The Scarlet Letter - Page 31/161

Had there been a Papist among the crowd of Puritans, he might

have seen in this beautiful woman, so picturesque in her attire

and mien, and with the infant at her bosom, an object to remind

him of the image of Divine Maternity, which so many illustrious

painters have vied with one another to represent; something

which should remind him, indeed, but only by contrast, of that

sacred image of sinless motherhood, whose infant was to redeem

the world.

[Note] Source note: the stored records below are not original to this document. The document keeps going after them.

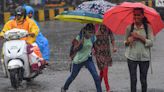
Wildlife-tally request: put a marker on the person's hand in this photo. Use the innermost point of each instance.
(114, 49)
(31, 34)
(135, 35)
(130, 41)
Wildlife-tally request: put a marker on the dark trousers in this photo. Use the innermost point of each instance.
(91, 67)
(143, 67)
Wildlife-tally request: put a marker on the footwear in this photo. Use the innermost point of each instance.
(63, 90)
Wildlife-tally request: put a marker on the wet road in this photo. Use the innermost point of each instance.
(53, 78)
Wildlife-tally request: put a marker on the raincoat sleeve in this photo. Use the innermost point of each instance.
(149, 40)
(33, 28)
(6, 27)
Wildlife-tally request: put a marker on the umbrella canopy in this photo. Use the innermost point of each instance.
(80, 16)
(119, 17)
(97, 6)
(87, 12)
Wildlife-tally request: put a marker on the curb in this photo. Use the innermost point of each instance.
(40, 14)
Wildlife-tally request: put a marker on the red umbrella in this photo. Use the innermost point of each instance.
(119, 17)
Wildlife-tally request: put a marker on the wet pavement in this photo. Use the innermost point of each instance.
(53, 78)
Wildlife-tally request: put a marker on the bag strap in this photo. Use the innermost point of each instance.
(145, 28)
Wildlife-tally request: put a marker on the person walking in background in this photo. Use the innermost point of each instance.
(83, 57)
(138, 41)
(102, 52)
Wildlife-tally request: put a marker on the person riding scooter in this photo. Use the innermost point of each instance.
(41, 40)
(22, 22)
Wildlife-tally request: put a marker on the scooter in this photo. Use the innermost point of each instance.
(16, 63)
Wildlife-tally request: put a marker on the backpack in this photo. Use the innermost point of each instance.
(73, 51)
(145, 27)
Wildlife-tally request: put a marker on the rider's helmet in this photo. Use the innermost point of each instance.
(29, 11)
(20, 12)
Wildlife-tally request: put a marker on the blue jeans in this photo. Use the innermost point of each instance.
(143, 66)
(91, 67)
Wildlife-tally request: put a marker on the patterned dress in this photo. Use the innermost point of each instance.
(102, 48)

Here, there was the taint of deepest sin in the most

sacred quality of human life, working such effect, that the

world was only the darker for this woman's beauty, and the more

lost for the infant that she had borne.

The scene was not without a mixture of awe, such as must always

invest the spectacle of guilt and shame in a fellow-creature,

before society shall have grown corrupt enough to smile, instead

of shuddering at it. The witnesses of Hester Prynne's disgrace

had not yet passed beyond their simplicity. They were stern

enough to look upon her death, had that been the sentence,

without a murmur at its severity, but had none of the

heartlessness of another social state, which would find only a

theme for jest in an exhibition like the present. Even had there

been a disposition to turn the matter into ridicule, it must

have been repressed and overpowered by the solemn presence of

men no less dignified than the governor, and several of his

counsellors, a judge, a general, and the ministers of the town,

all of whom sat or stood in a balcony of the meeting-house,

looking down upon the platform. When such personages could

constitute a part of the spectacle, without risking the majesty,

or reverence of rank and office, it was safely to be inferred

that the infliction of a legal sentence would have an earnest

and effectual meaning. Accordingly, the crowd was sombre and

grave. The unhappy culprit sustained herself as best a woman

might, under the heavy weight of a thousand unrelenting eyes,

all fastened upon her, and concentrated at her bosom. It was

almost intolerable to be borne. Of an impulsive and passionate

nature, she had fortified herself to encounter the stings and

venomous stabs of public contumely, wreaking itself in every

variety of insult; but there was a quality so much more terrible

in the solemn mood of the popular mind, that she longed rather

to behold all those rigid countenances contorted with scornful

merriment, and herself the object. Had a roar of laughter burst

from the multitude--each man, each woman, each little

shrill-voiced child, contributing their individual parts--Hester

Prynne might have repaid them all with a bitter and disdainful

smile. But, under the leaden infliction which it was her doom to

endure, she felt, at moments, as if she must needs shriek out

with the full power of her lungs, and cast herself from the

scaffold down upon the ground, or else go mad at once.